Kind of like protection against double jeopardy? Maybe, but this would only be good where the patents were highly similar in the first place, and the fact that many patents are so similar is a symptom of the broken process. Patents are supposed to be novel, unique, and non-obvious--the fact that four separate patents are involved in this suit tells me that isn't happening. There should only be *one* related to JPEG-style image compression, if that. If that gets fixed, this step wouldn't be necessary.

- "outlaw 'evergreening' (last minute 'new uses' for patents about to expire)"

Wow. I hadn't heard about this. It seems to be the spirit of patent law should already prohibit this--again, the inventions must be novel, unique, and non-obvious. New uses for existing inventions seems to violate most of these. I also remember reading that obvious combinations of existing inventions are not supposed to be patentable, so it seems like this should prevent this practice as well. I would say it isn't because the patent office is sloppy, especially on software.

- "Software patents should be either eliminated or severely restricted since the appropriate protection for software exists in copyrights laws."

I've long since agreed on this one. Software has become too much of a legal quagmire--a cesspool of legality, if you ask me. I don't see how creating the risk of blinding stumbling over someone else's patent, or look-and-feel, or whatever else the courts and Congress have messed up for us programmers is supposed to aid innovation. Wouldn't a feeling of freedom and security be more productive to developers than this mess? I certainly think so.

- "'composite' patents that simply put two already known techniques together should not be accepted. Only the way to "glue" them should be acceptable, if non trivial / not obvious / not overly broad."

These already shouldn't be accepted, if I understand the law properly. Clearly, unqualified examiners are letting these slide through, at least in the software arena.

"If only half of these proposals was implemented, the system would return to sanity, but it's unlikely since patents are an anticompetitive tool used mostly to ensure the issuing country's domination in the field rather than the neutral inventor rewarding system it's supposed to be."

I'm beginning to think you're right, but even with this, they seem to do more harm than good, at least in quickly developing technologies.

At the very least, I think their length is too long. The same can be said for copyrights. Patent terms should only be about 5 to 10 years; perhaps patent examiners should be given the power to set the patent's length based on the state of the particular industry, but obviously the problems of understaffing and inadequate expertise would have to be fixed first, or this would probably only worsen the problem.
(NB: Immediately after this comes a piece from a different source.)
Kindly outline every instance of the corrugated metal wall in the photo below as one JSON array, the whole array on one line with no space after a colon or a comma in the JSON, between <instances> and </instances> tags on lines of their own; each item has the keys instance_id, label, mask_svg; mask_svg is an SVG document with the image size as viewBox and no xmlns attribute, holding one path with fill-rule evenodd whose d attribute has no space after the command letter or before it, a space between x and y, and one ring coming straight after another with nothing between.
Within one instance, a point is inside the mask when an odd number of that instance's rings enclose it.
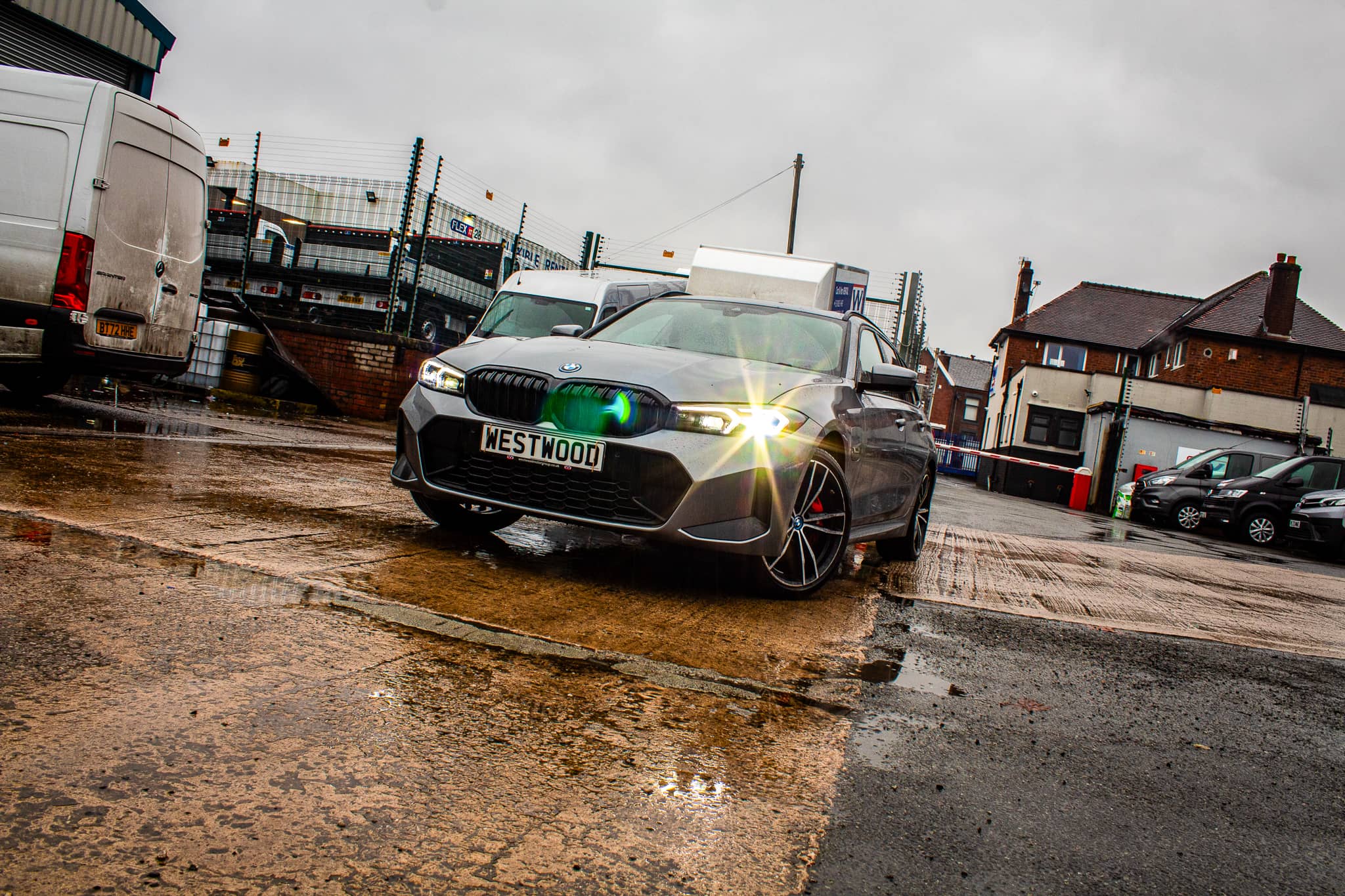
<instances>
[{"instance_id":1,"label":"corrugated metal wall","mask_svg":"<svg viewBox=\"0 0 1345 896\"><path fill-rule=\"evenodd\" d=\"M159 67L159 40L117 0L13 0L13 3L134 59L147 69Z\"/></svg>"},{"instance_id":2,"label":"corrugated metal wall","mask_svg":"<svg viewBox=\"0 0 1345 896\"><path fill-rule=\"evenodd\" d=\"M0 64L95 78L128 90L140 81L129 59L9 3L0 3Z\"/></svg>"}]
</instances>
At any rate, I can say this much: either fix software patents, or make software unpatentable. One of these solutions needs to be done soon.
Patent
by System Tyrant April 9, 2005 10:31 PM PDT
I think that if a patent is filed incorrectly the patent should stand. Then those who are wronged should sue the patent office. Oh, I know it won't work, but it sure would be funny to see the patent office get hit with thousands of lawsuits because they can't do their job right.

On the other hand the patent office is probably understaffed and overpaid. Maybe it's time to do away with patents all together. So I suppose solution #2 would be to pester, er I mean lobby you local congress person till they do away with patents.
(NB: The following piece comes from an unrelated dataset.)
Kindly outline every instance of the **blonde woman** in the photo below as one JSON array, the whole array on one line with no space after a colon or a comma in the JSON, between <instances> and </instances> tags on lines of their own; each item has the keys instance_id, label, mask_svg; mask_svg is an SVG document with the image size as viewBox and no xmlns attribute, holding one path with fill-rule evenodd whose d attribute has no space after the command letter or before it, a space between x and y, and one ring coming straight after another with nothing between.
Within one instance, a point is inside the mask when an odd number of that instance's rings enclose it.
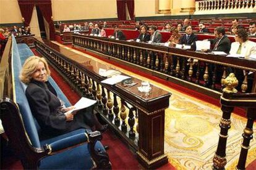
<instances>
[{"instance_id":1,"label":"blonde woman","mask_svg":"<svg viewBox=\"0 0 256 170\"><path fill-rule=\"evenodd\" d=\"M104 131L93 113L93 107L76 114L67 113L73 108L63 107L56 92L48 83L50 71L45 59L32 56L22 69L20 79L27 84L25 94L32 112L45 134L55 136L79 128Z\"/></svg>"}]
</instances>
I don't think that the fair market place has ever been fair, but know the way to make a buck is to sue someone over a vague idea. I think patents are like reading nostradamus. It only really make sense after something has happened.

Here are three things our government needs to get rid of...
1. Patriot Act.
2. DMCA
3. Patents

This list could go on for days, but those to me are the most problematic for the tech industry.

Unfortunatly I don't have the answer, but I do have ideas (unless somebody has patented it). It ain't much, but when you put together my ideas with yours we might just start to see a picture. We are a country of the many so why are we led by the few?